Quelles ont été les autres conséquences de la pandémie sur la manifestation ?
A la demande de certaines municipalités, nous avons dû annuler une partie des concerts gratuits, “Jazz au Village” qui visent à populariser la musique de Jazz.
Nous avons eu aussi quelques belles frayeurs. Nous avons dénombré 25 jeunes musiciens qui n’avaient pas de pass sanitaire durant le festival. Nous étions outillés en nous entourant d’un interne pour effectuer des tests valables 72 heures. Mais le cas s’est posé lorsqu’à moins d’une heure d’un concert, trois musiciens nous ont avoué n’avoir pas de pass sanitaire. Une situation difficile à gérer…
Cette baisse de la fréquentation de 20 à 30 % risque-t-elle d’obérer la pérennité du Festival ?
C’est vrai, nous allons perdre de 25 à 30 % de recettes de billetterie, mais nous n’allons pas en mourir. En effet, grâce aux collectivités et aux entreprises mécènes qui nous accompagnent, nos finances vont rester saines, d’autant que nous sommes éligibles aux aides que le ministère de la Culture a mis en place pour accompagner le difficile chemin des festivals cet été.
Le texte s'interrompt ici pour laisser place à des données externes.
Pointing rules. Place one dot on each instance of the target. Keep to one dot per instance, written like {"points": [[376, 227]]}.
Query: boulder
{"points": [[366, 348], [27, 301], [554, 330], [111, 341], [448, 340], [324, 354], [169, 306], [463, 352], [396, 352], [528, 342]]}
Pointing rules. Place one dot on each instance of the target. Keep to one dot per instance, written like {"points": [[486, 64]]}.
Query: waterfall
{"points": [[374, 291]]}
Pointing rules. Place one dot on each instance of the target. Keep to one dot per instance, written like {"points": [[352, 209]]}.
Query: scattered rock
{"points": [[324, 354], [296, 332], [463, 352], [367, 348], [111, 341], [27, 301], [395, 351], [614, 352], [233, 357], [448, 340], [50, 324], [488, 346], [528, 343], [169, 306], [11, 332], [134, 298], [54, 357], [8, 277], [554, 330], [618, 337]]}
Il y a trois ans, le Festival prenait le virage en direction des ladies du Jazz. Estimez-vous au regard de l’édition 2021 que ce concept reste pertinent ?
A la veille du 20ème anniversaire, il y a trois ans, nous avons effectivement voulu marquer le coup en dédiant le festival aux ladies du Jazz. Et vu le succès, nous avons continué sur notre lancée. Manifestement, le public a adoubé le concept et il n’y a pas de raison de ne pas persévérer dans cette direction.
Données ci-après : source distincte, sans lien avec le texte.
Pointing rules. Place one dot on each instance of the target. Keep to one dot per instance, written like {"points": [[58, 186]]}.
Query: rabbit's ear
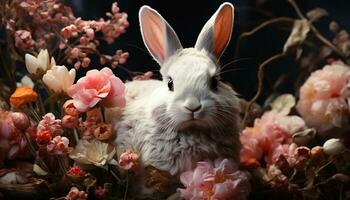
{"points": [[216, 33], [160, 39]]}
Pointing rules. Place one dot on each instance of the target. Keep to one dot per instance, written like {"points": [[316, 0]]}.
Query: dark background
{"points": [[188, 17]]}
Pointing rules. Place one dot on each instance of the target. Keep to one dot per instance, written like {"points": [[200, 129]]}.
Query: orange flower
{"points": [[22, 96]]}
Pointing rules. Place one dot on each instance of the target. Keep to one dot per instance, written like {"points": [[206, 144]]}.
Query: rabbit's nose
{"points": [[194, 109], [192, 104]]}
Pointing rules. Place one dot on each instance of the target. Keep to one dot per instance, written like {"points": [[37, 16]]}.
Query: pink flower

Un philosophe et homme de radio français, Michel Cazenave a estimé dans son œuvre que la notion de sacré passait par les femmes ou par la part féminine des hommes. Or, le jazz, c’est aussi et surtout la soul, l’âme. On l’a fort bien ressenti d’ailleurs lors du concert de Naïssam Jalal. Est-ce qu’effectivement les femmes apportent un supplément d’âme au jazz ? Bref, qu’apportent-elles de plus pour qu’un Festival leur soit essentiellement consacré ?
On peut effectivement peut-être appeler cela un supplément d’âme.
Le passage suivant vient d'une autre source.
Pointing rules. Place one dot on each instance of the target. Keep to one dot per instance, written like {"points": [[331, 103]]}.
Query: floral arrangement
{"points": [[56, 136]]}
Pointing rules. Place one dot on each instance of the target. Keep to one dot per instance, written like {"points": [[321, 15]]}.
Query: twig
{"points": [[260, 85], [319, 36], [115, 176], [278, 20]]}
Les musiciennes de jazz jouent différemment que les hommes. Elles pratiquent un espace temps différent. Elles font moins preuve de recherche de virtuosité à tout prix. Il y a moins la forte volonté de montrer. Elles visent d’abord et avant tout à ciseler des mélodies et à bien les exprimer.
On a pu le constater fortement par exemple chez Camille Maussion, la saxophoniste de Nefertiti qui a exprimé un fort joli son, mais sans vibrato, sans virtuosité. On l’a retrouvé aussi chez Champian Fulton dans son jeu de piano.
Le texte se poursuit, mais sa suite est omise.